In [59]:
%matplotlib inline
import matplotlib
import seaborn as sns
matplotlib.rcParams['savefig.dpi'] = 144

In [60]:
import grader

# SQL Miniproject

## Introduction

The city of New York does restaurant inspections and assigns a grade. Inspections data for the last 4 years are available on s3 as an SQLite database, which you can import in the next few cells. These were extracted from a set of csv files and an xls file, as described in the <b>How we loaded the data</b> section


The raw data can be found [here](s3://dataincubator-course/coursedata/nyc_inspection_data.zip) and can be useful to look at.
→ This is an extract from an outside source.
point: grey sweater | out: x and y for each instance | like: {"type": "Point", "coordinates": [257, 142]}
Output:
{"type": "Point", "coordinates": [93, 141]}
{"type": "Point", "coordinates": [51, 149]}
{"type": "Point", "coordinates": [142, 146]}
The file `RI_Webextract_BigApps_Latest.xls` contains a description of each of the datafiles and what the columns mean.

In [3]:
!aws s3 sync s3://dataincubator-course/coursedata/ . --exclude '*' --include 'nyc_inspection.db'

In [4]:
#This will load the pre-existing tables
%load_ext sql
%sql sqlite:///nyc_inspection.db

  warn("IPython.utils.traitlets has moved to a top-level traitlets package.")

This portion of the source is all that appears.